Friday, March 30, 2007

The Heights We Go To



Photo credit-Bob Reck

In a story out of North Carolina that will sound familiar to all who have lived in suburban America, a local homeowner's association has forbidden an owner to put up a 6 foot fence (which is prohibited under their covenant).

What's unusual (probably not to most reading this list, but in general) is that the reason the homeowners wanted to put up a higher than allowed fence was to keep their young autistic son from eloping from their yard.

This is one of those common problems that we often have to face. In our family, we decided to put dead bolt locks on all of our outside doors (as well as our mudroom door) in order to keep Buddy Boy from eloping when he was younger. This is against our local building code, and if the city catches us, we'll likely be forced to remove them (our local code says that there must be a latch on the inside that can release the lock). While we appreciate that we put ourselves at slightly increased risk of not being able to get out of the house if there is a fire, for us the overwhelming problem was of having our son run out of the house, which unfortunately sits on a relatively busy street. We compensate for the fire scenario by having keys placed up high near the doors.

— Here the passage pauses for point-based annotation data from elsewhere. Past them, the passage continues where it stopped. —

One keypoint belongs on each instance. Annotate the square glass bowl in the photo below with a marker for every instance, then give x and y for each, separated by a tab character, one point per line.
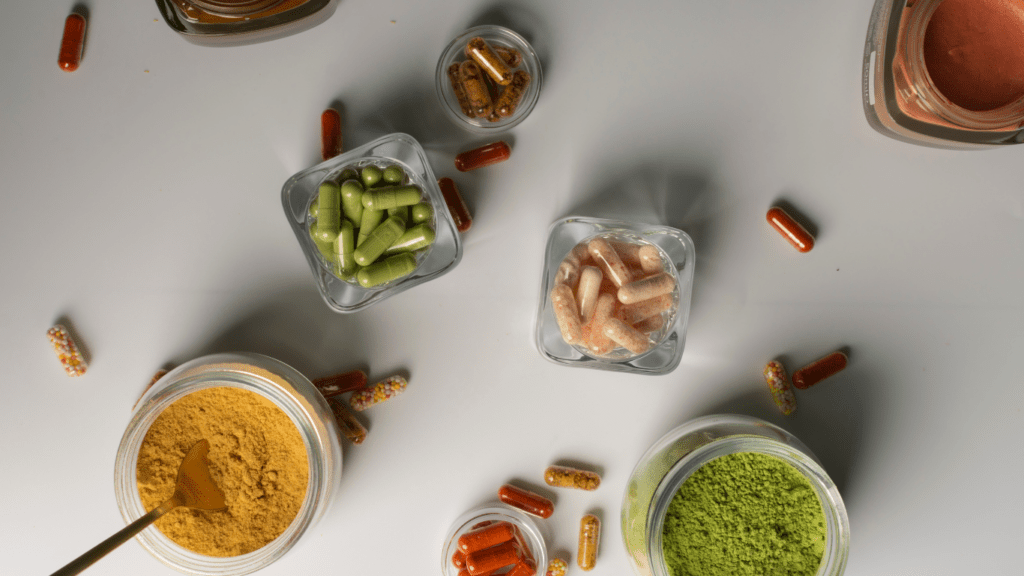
495	36
662	358
398	149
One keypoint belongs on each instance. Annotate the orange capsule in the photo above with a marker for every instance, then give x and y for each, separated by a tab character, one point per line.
525	500
790	229
73	43
483	156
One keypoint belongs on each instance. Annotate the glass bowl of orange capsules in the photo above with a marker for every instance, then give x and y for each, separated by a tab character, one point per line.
372	222
488	79
614	295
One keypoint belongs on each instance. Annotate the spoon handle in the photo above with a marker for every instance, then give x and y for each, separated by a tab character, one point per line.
99	550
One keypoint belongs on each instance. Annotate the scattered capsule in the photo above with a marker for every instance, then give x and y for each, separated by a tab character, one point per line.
564	477
790	229
819	370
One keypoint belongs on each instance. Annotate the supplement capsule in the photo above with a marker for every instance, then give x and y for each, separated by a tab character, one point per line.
387	270
483	156
590	534
790	229
525	500
819	370
564	477
778	387
457	206
330	133
73	43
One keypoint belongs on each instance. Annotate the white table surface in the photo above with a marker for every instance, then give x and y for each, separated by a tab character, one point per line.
142	203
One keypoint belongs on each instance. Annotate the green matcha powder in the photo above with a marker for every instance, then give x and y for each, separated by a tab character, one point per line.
744	513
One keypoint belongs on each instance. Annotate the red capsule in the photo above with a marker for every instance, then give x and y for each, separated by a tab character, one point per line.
790	229
72	43
330	133
457	206
483	156
525	500
819	370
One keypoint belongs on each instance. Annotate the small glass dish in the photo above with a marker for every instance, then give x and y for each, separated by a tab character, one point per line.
299	192
496	512
272	379
664	468
496	36
674	245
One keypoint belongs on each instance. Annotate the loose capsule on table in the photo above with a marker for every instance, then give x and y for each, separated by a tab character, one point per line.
525	500
564	477
790	229
819	370
778	387
590	535
484	156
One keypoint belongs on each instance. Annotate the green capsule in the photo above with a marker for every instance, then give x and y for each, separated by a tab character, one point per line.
351	195
415	238
386	271
371	219
379	240
393	174
371	175
422	212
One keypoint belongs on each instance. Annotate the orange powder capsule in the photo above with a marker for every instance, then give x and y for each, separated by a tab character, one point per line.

In the incident in the article:

...Michele and Rene Guyader hoped to build a 6-foot fence to keep their fast-growing boy from falling into a sewage drain hole at the back of their steeply sloping lot. The homeowners association of their Clayton subdivision turned them down. ...

One would think that your neighbors would execute some common sense and sensibility, but unfortunately this is usually in short supply in these local situations. Some of the biggest tyrants are to be found in positions of power in these local homeowners associations.

The homeowners association was asked by a reporter to respond:

Bailey, the architectural review committee member in the Guyaders' neighborhood, said he was not fully aware of the son's condition until contacted by a reporter. He would consider a 4-foot-tall fence, topped with a see-through lattice.

The Guyaders aren't sure yet that will work. They argue an exception to the covenant is warranted because they didn't know of their son's condition before moving into Cobblestone subdivision about a year ago.

I know Buddy Boy would make short work of a "see through lattice" if he really wanted to get over a fence.

"A man's home is his castle" is the old saying. Nowadays, that holds true only if the government doesn't have a tax lien on the house, you've complied with all local building codes, and the increasingly ominous homeowners covenants, which can dictate all sorts of things which you can and can't do to your house, including what color you can paint it. I've never lived in a place where I had to sign one of these things, and I hope to never have to.

I also hope that there will come a time when common sense prevails, and people can make common sense modifications to their own house when they need to for the safety of one of the occoupants.